Werden in der Winterpause neue Spieler zur U 19 stoßen? Elgert: Ich wünsche mir schon, dass uns eine Verstärkung für die Rückrunde gelingt. Als Vorgriff auf die neue Saison. Uns allen ist bewusst, dass wir uns verstärken müssen, um auch den einen oder anderen Spieler mehr zu haben, der den Sprung in den Profikader schaffen kann.

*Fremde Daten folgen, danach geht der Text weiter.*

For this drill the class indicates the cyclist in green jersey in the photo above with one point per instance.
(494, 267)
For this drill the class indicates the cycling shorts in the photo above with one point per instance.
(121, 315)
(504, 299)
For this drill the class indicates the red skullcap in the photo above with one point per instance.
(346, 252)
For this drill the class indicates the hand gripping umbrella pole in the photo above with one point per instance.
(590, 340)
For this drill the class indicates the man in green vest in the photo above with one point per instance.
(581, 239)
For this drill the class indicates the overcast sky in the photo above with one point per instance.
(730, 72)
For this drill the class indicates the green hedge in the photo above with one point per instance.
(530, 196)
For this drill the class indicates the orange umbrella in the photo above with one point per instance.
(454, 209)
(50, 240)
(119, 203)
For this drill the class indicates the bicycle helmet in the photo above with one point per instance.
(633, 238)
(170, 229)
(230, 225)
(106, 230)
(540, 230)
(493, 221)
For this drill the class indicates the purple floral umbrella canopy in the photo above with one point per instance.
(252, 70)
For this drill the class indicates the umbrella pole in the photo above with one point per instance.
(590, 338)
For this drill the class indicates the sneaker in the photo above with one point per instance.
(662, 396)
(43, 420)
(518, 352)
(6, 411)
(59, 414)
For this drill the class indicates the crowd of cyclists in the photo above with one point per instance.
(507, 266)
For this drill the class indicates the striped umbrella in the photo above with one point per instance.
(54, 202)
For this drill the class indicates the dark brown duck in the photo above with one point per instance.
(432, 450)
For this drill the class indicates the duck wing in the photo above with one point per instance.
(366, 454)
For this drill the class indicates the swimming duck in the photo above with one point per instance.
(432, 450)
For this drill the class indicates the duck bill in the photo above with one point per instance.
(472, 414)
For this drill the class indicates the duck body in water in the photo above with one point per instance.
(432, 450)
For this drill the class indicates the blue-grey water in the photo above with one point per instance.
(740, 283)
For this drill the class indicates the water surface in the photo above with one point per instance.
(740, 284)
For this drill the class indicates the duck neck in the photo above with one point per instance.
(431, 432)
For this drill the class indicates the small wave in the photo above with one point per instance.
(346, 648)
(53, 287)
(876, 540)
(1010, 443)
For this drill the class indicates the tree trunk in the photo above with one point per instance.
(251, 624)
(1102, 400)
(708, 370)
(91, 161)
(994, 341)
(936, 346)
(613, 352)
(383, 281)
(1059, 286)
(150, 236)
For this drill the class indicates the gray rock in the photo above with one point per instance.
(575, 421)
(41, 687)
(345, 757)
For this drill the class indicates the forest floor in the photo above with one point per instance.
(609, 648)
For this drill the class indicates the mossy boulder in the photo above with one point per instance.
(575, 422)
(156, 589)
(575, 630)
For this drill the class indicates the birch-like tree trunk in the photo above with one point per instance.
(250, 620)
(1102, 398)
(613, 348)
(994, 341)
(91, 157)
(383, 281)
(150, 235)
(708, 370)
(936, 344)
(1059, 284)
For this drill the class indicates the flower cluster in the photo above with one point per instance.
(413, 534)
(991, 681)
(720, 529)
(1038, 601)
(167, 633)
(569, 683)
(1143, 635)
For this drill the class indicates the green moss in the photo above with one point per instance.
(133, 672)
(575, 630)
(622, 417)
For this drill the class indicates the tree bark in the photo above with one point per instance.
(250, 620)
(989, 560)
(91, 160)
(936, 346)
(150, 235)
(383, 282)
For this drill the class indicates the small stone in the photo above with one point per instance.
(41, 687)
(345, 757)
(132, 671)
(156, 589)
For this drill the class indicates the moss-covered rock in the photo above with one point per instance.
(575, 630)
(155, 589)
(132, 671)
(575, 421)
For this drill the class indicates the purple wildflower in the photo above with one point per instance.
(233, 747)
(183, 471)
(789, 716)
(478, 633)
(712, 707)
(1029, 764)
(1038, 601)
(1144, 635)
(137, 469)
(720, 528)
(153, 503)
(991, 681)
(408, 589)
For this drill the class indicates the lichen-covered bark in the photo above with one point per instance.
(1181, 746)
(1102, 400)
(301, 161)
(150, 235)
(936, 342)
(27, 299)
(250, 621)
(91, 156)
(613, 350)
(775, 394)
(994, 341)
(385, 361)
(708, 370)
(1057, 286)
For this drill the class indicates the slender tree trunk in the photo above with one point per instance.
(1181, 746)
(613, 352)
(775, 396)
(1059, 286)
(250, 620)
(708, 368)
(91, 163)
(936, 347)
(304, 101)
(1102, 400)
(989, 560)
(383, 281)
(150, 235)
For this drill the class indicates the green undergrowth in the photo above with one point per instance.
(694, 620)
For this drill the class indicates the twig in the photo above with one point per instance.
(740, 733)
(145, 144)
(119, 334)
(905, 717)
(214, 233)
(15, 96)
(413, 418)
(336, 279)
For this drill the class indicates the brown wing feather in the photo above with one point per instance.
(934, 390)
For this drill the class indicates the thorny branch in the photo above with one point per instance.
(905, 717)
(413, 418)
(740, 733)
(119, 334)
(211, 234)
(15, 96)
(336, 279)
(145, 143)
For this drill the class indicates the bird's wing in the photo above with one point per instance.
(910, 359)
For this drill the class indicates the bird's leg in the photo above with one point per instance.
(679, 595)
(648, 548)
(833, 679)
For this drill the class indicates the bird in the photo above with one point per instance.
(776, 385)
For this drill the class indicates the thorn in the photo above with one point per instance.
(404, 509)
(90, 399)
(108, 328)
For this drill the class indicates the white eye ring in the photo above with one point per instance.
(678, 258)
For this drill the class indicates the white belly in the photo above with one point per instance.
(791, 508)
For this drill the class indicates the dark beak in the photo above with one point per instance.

Mit Ahmed Kutucu haben Sie einen Ihrer Spieler zu den Schalker Profis abgegeben, weil dort wegen der Verletzungs-Probleme dringender Bedarf bestand. Wie bewerten Sie die Leistungen Ihres Stürmers? Elgert: Ahmeds Saisonvorbereitung war nicht optimal, so dass er mit Verletzungen zu kämpfen hatte und eine lange Anlaufphase gebraucht hat. Es hat ein gutes halbes Jahr gedauert, bis er die Verfassung erlangt hat, in der er sich jetzt befindet. Dass er in der Lage ist, der Profimannschaft punktuell zu helfen, hat er in den vergangen Spielen gezeigt. Wir müssen uns aber davor hüten, dass wir junge Spieler überhypen. So wie das bei Donis Avdijaj passiert ist. Wen die Götter zerstören wollen, den erklären sie zum Supertalent. Ich sage: Immer mit der Ruhe, sonst könnte es daneben gehen. Wenn wir gemeinsam mit Ahmed vieles richtig machen, dann könnte es etwas werden. Er hat eine Top-Einstellung, arbeitet fleißig an sich. Es geht darum, dass die Jungs nicht verheizt werden. Ich muss die Spieler hier nicht festhalten. Ich brauche auch keine Titel mehr. Es geht um Ausbildung.
Bundestrainer Joachim Löw will die Ausbildung der Talente auch deswegen vorantreiben, weil er in den Jahrgängen unter Serge Gnabry und Leroy Sané zu wenig „Eins-gegen-Eins-Spieler“ sieht. Elgert: Vieles ist temporär. Vor zwei, drei Jahren haben wir uns noch darüber unterhalten, wie toll der deutsche Jugendfußball ist. Die Ausbildung ist hier nach wie vor gut. Es hat auch viel mit den Jahrgängen zu tun. Und ich habe da einen Ansatz.
Und welchen? Elgert: Wir neigen in Deutschland zu Perfektionismus, zertifizieren wie verrückt unsere Nachwuchsleistungszentren. Nach dem Motto: Alle jagen den drei Sternen nach. Wir neigen zu sehr zum Vereinheitlichen und zum Verschriftlichen. Als Trainer bewegst du dich heute mehr am Schreibtisch und am Laptop als auf dem Fußballplatz. An erster Stelle steht aber der Mensch, der Spieler. Dann kommen Training, Spiel und Spiel-Vor-und Nachbereitung. Wir verlieren uns zu sehr in Nebensächlichkeiten.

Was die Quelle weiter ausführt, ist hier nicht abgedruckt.